The Tension We Try to Avoid
Here’s what we don’t like. If Jesus is who He says He is, then He doesn’t fit into your life. He takes it over.
That’s the part we resist.
Because we want Jesus to help our life work better not redefine it completely.
We want peace… without surrender.
Purpose… without disruption.
Grace… without change.
But that version of Jesus doesn’t exist.
You don’t need more information about Jesus.
You’ve got enough.
You’ve heard it.
You’ve read it.
You’ve sat in rooms where it’s been explained.
That’s not the issue. The issue is what you’ve done with it. Because at some point, more input isn’t growth. It’s avoidance.
You Already Know Where This Hits
You don’t need a list from me. You already know the places in your life Jesus has been kept at a distance.

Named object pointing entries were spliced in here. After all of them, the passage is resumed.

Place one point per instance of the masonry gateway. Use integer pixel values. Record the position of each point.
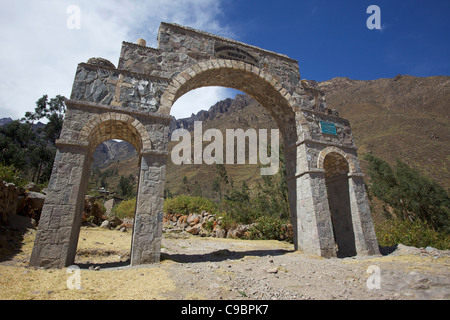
(213, 153)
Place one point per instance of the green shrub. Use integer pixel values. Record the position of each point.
(270, 228)
(125, 209)
(411, 195)
(187, 204)
(411, 233)
(11, 175)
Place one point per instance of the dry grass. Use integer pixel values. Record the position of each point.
(19, 282)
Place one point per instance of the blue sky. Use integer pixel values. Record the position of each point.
(329, 38)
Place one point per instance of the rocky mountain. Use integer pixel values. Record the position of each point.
(112, 151)
(5, 121)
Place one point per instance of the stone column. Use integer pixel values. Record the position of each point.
(59, 226)
(365, 237)
(147, 231)
(313, 220)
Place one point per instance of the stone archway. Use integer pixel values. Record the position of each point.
(336, 180)
(133, 102)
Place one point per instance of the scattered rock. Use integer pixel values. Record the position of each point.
(105, 225)
(272, 270)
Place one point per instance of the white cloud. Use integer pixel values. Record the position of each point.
(39, 53)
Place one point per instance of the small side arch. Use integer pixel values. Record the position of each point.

It’s that area where you say:
- “I’ll figure this out”
- “I know what’s best here”
- “This isn’t a big deal”
It’s your:
- money
- habits
- relationships
- private thoughts
- hidden struggles
It’s the places where you want Jesus to be present but not in control. That’s the place we call the shelf.
The Real Issue Isn’t Doubt
We like to make this about questions.
“I’m just not sure…”
“I’m still figuring things out…”
“I need more clarity…”
Sometimes that’s real. But a lot of the time? It’s cover. Because the deeper issue isn’t “Is Jesus real?” It’s:
“Do I actually want Him to lead?”
That’s a much harder question. Because if the answer is yes then things have to change.
Control Is the Real Competition
Let’s just call it what it is. The biggest competitor for Jesus in your life isn’t atheism.
It’s control.
We want to run things the way we want them run. We don’t feel like we’re in control at work or at home or on the ball field so we’ll control the things we think we can control.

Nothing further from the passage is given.